Pelaku melakukan percobaan bunuh diri dengan meminum 4 sacet shampo (www.moderatofrm.com). Narapidana wanita rentan terkena depresi karena ditinjau dari segi internal, wanita lebih mudah merasa sedih, cemas dan putus asa dengan kondisinya. Beck (1987) menyatakan orang yang mengalami depresi telah mengalami kesalahan dalam berpikir (distorsi kognitif) yaitu adanya pikiran-pikiran negatif terhadap dirinya sendiri, lingkungan dan masa depan. Sebagai contoh, kasus percobaan bunuh diri di dalam Lapas yang dilakukan seorang narapidana berinisial KS (41 tahun) yang mengalami depresi. Dia merasa sudah tidak ada harapan lagi untuk melanjutkan hidupnya dan tidak akan diterima oleh masyarakat (www.indosiar.com). Dalam hal ini, Glara, dkk (1993) menyatakan bahwa orang yang mengalami depresi cenderung memegang pandangan yang lebih pesimistis akan masa depan serta lebih kritis terhadap dirinya sendiri dan orang lain. Faktor lain yang bisa dilihat adalah faktor eksternal, seperti hubungan dengan narapidana lain, hubungan dengan petugas Lapas dan stigma masyarakat terhadap dirinya. Narapidana wanita diberi stigma yang lebih buruk daripada narapidana pria, karena wanita sebagai pelaku minoritas kejahatan dianggap telah melanggar norma ganda oleh masyarakat, yaitu norma hukum dan norma konvensional tentang bagaimana seharusnya wanita berperilaku dan bersikap (Victoria, 2007). Kasus yang terjadi pada narapidana wanita di atas, menunjukkan bahwa mereka dalam kondisi depresi dikarenakan merasa tertekan dan adanya pikiranpikiran negatif tentang dirinya dan lingkungan sekitarnya. Sehingga dengan kondisi yang demikian, menjadikan keberadaan narapidana di Lapas tidak lagi sebagaimana
mestinya. Dimana seharusnya selama di Lembaga Pemasyarakatan mereka dapat menerima kenyataan, memperbaiki kesalahan dan membenahi hidupnya, sehingga dapat menjadi manusia yang lebih baik dan diterima di masyarakat kembali. Bertitik tolak dari kasus depresi yang dialami oleh PA (24 tahun) dan KS (41 tahun) bahwa terdapat pikiran-pikiran negatif yang menguasai mereka sehingga dalam keadaan depresi mereka melakukan percobaan bunuh diri.
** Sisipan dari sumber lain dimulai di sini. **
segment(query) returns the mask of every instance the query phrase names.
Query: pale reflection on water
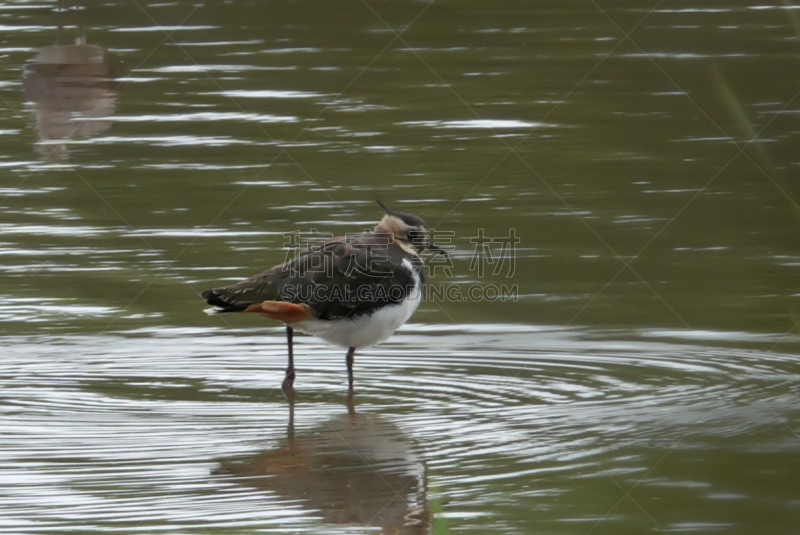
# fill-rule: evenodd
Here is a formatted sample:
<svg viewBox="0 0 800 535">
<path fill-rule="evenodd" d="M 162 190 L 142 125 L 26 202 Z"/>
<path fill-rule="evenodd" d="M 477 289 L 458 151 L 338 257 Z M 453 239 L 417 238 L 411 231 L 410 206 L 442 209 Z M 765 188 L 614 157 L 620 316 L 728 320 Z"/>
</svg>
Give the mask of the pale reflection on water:
<svg viewBox="0 0 800 535">
<path fill-rule="evenodd" d="M 36 150 L 46 158 L 67 157 L 67 142 L 109 128 L 117 104 L 117 82 L 105 50 L 86 44 L 41 48 L 25 66 L 25 101 L 35 116 Z"/>
</svg>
Oleh karena itu ingin diketahui tingkat depresi dan bentuk-bentuk distorsi kognitif narapidana wanita yang mengalami depresi di Lapas Sragen. Maka penelitian ini dapat merumuskan masalah tingkat depresi dan bentuk-bentuk distorsi kognitif narapidana wanita yang mengalami depresi di Lapas Sragen?. Berdasarkan permasalahan di atas, maka peneliti mengambil judul penelitian Bentuk-bentuk distorsi kognitif narapidana wanita yang mengalami depesi di Lapas Sragen B. Tujuan Penelitian Sesuai dengan latar belakang yang telah diuraikan diatas, maka tujuan yang ingin dicapai adalah untuk mengetahui tingkat depresi dan bentuk-bentuk distorsi kognitif narapidana wanita yang mengalami depresi di Lapas Sragen. 1. Manfaat teoritis C. Manfaat Penelitian Diharapkan penelitian ini dapat memberikan sumbangan yang positif bagi perkembangan khasanah ilmu pengetahuan di bidang ilmu psikologi khususnya psikologi klinis dan psikologi sosial.
2. Manfaat praktis Hasil penelitian ini diharapkan dapat memberikan manfaat praktis sebagai berikut: 1. Bagi narapidana wanita, dapat memberikan gambaran sebagai motivasi dalam rangka pembentukan insani yang sehat dan memasyarakat, serta dukungan terhadap pembentukan makna hidup narapidana wanita. 2. Bagi praktisi hukum dan aparatur Lembaga Pemasarakatan, dapat memberikan gambaran terhadap peran pembentukan dan pembinaan yang sesuai dan menyasar terhadap pembentukan mental yang positif dan memasyarakat. 3. Bagi peneliti selanjutnya, dapat digunakan sebagai perbandingan dalam melakukan penelitian dengan tema yang sama.